Semangat belajar Mochamad Nur Ramadhani tidak goyah sedikitpun. Meski kehilangan kaki di usia remaja, ia membuktikan dirinya mampu untuk meraih cita-cita.
Dhani, panggilan akrabnya, merupakan seorang dokter gigi yang menempuh pendidikan Magister di Jerman lewat Beasiswa LPDP. Sehari-hari, ia berjalan menggunakan satu kaki palsu atau prostesis.
Perjuangan Dhani dimulai saat menduduki bangku kelas 7. Saat itu, Dhani menemukan kondisi yang tidak terduga maupun diinginkannya.
Divonis Kanker Tulang
Masa kecil Dhani dihabiskan di Jerman mengikuti ayahnya yang sedang bertugas. Dhani kecil gemar sekali bermain sepak bola selama di sana.
Saat menduduki bangku kelas tujuh, Dhani pulang ke Indonesia seiring dengan selesainya tugas ayah di Negeri Panzer. Namun, sesuatu yang tidak diduga dalam diri Dhani.
Dhani remaja divonis menderita kanker tulang setelah setahun tinggal di Indonesia. Meski tak mengetahui pasti penyebabnya, ia menduga jika seringnya aktivitas fisik dan benturan, iklim yang berbeda, atau mutasi gen disinyalir menjadi pemicu kanker tulang di kakinya.
Satu-satunya jalan agar kanker tak terus menjalar ke bagian tubuh lainnya adalah dengan mengamputasi kaki. Walau butuh waktu lama untuk membuat keputusan, Dhani dan keluarga akhirnya menempuh jalan tersebut.
“Karena kalau misalkan diamputasi, mungkin aktivitas akan terbatas.

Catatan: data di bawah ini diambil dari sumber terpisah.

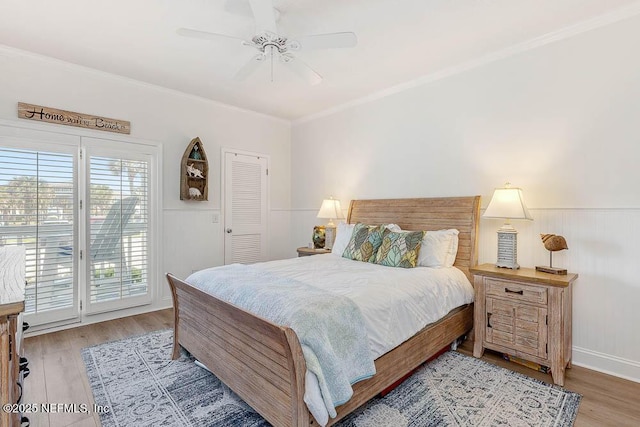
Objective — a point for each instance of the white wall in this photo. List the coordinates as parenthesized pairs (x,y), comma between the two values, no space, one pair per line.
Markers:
(191,240)
(560,121)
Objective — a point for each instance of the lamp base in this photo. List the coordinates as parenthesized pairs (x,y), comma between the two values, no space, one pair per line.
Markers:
(330,237)
(551,270)
(507,249)
(511,265)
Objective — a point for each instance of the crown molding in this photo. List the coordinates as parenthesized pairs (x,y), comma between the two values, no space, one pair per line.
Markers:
(551,37)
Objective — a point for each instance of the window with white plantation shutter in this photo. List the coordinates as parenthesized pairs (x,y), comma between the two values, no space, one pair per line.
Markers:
(37,210)
(118,229)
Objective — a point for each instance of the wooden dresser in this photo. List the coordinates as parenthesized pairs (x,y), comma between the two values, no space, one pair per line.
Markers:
(524,313)
(12,283)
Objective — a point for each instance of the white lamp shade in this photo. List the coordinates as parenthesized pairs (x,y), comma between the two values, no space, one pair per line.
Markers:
(507,203)
(330,209)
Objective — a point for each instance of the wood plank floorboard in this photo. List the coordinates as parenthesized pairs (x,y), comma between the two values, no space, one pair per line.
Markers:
(58,375)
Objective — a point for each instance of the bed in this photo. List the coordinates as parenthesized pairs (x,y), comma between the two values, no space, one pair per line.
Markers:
(263,362)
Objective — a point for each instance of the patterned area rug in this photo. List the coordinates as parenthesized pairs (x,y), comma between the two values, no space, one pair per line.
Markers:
(141,386)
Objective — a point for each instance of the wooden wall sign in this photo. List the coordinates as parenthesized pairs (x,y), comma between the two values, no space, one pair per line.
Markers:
(70,118)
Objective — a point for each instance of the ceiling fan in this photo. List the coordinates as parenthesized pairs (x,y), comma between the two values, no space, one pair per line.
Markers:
(273,46)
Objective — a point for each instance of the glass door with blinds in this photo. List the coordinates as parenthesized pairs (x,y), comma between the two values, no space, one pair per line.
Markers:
(38,209)
(82,208)
(118,223)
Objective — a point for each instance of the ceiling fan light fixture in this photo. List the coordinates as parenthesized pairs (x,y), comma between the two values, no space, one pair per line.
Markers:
(269,43)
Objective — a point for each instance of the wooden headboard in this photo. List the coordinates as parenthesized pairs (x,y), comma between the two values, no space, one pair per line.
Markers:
(462,213)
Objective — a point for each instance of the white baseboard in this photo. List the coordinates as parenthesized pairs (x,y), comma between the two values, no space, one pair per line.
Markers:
(607,364)
(102,317)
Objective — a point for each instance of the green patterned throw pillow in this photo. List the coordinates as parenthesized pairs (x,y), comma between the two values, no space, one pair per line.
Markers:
(400,249)
(364,242)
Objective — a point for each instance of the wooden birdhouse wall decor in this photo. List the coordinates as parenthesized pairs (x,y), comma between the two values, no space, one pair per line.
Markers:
(194,173)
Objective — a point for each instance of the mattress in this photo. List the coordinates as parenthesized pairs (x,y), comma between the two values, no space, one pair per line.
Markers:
(396,302)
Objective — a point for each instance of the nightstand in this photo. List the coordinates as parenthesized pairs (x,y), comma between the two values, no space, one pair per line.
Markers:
(311,251)
(524,313)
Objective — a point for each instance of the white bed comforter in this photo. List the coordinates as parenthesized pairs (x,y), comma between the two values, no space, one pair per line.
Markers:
(395,302)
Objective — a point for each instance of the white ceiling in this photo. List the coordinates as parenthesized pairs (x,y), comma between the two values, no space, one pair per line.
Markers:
(398,41)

Tapi saya yakin menyelamatkan satu nyawa ya, ini (kaki) nanti akan bisa digantikan dibandingkan kita harus mempertahankan satu kaki dan belum tentu terselamatkan juga sehingga memutuskan untuk diamputasi,” tuturnya dalam laman LPDP dikutip Kamis (19/10/2023).
Akhirnya pada 2008, Dhani harus berpisah dengan kaki kanannya. Selepas operasi itu, ia rutin menjalani kemoterapi untuk memastikan sel kanker benar-benar hilang.
Hidup Baru
Kondisi fisik Dhani masih terasa lemah pasca operasi. Untuk berjalan, ia dibantu dengan kursi roda yang lambat laun berpindah ke tongkat kaki.
“Umur (baru) 14 tahun, minder pasti ada. Secara pribadi awalnya masih belum siap, tapi hidup harus terus berjalan dan ini adalah ujian yang akan membuat saya lebih kuat,” jelasnya.
Walaupun masih beradaptasi dengan kehidupan barunya, Dhani terus mendulang prestasi. Ia meraih nilai tertinggi di bangku SMA dan berhak mengikuti Seleksi Nasional Masuk Perguruan Tinggi Negeri (SNMPTN) jalur undangan.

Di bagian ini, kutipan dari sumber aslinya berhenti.